TWIN-ENGINE AND EXPERIMENTAL COVERAGE
Unless it’s a pressurized twin, we don’t see many reasons why the majority of owners can’t get insurance. Show up with a multi-engine rating and at least 200 hours total time and you’ll likely score a policy for a Baron, Piper Seneca or Cessna 310, as a few examples. Avemco told us they require at least 600 hours total time and an instrument rating to be considered for coverage in a pressurized twin like a Cessna 340 or Piper Aerostar, to name a couple. Interestingly, Avemco won’t insure any single-engine pressurized models, but several other insurers do, but at a sizable price premium, especially modded ones with a high hull value.
With the homebuilding market busting wide open since the pandemic, there has been huge demand to insure experimentals. If you’re setting out to build one—or buy an existing flying kit—the idea here is to stay away from the rare models. Instead, stick with experimentals that are out there in big numbers. Van’s Aircraft, of course, comes to mind, and insurers we spoke with welcome this business. The same can be said for Zenith models, to name another. Then again, choose a model within your skill range. If you are a new pilot and plan to learn to fly in your completed kit, a high-performance Van’s RV-10 probably doesn’t make sense.
Insurers are concerned with supportability and the availability of replacement parts for reasonable amounts of money. This is a problem that has plagued the light sport category for years. LSA models generally haven’t done we’ll in the hands of ham-fisted pilots who have stepped down from heavier models. More than one insurer told us that the market learned the hard way, with plenty of insurance claims the result of landing prangs. When asked which LSA models are the most insurable, the Flight Design CTLS and Legend Cub unanimously came up among underwriters for favorable rates. So did the Van’s RV-12.

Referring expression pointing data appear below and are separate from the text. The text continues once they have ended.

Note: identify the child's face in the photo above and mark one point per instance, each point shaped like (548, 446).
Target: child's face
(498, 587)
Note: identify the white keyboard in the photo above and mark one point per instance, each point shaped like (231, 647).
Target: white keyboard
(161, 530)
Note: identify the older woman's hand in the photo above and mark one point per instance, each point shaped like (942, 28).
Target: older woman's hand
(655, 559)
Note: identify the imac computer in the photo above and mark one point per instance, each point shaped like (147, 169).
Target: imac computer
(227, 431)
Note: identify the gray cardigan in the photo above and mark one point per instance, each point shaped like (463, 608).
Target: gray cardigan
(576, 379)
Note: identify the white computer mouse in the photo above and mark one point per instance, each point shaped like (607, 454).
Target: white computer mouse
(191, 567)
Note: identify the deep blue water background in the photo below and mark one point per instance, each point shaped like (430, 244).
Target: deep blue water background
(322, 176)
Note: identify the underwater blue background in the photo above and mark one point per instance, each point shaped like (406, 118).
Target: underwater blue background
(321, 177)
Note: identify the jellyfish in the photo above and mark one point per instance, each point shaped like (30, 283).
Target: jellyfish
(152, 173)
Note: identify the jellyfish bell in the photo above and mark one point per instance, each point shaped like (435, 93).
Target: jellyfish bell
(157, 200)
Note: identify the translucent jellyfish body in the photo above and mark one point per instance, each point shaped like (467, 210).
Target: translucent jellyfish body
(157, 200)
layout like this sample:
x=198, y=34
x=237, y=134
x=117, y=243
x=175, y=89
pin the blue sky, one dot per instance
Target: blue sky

One underwriter pointed out that plenty of overseas LSA companies are defunct and that in itself makes some models uninsurable, although liability insurance could still be doable. Again, ask before you buy anything, especially if it has a tailwheel or floats. Planes on straight floats will be easier and cheaper to insure than flying boats and amphibs. Avemco told us it doesn’t insure the LSA Icon A5 amphib simply because of the smaller fleet size and some of the high-profile accidents. Again, accept that you might only get liability insurance for some seaplanes.
The best advice we can offer for staying insured in the current market is to match the aircraft to your skill level, train as often as you can, remain loyal to your insurer and just accept that you’ll have to step down in complexity and performance as you age.
We’ll look at how the FAA’s new MOSAIC proposal might change the insurance market (perhaps not for the better) in a separate article.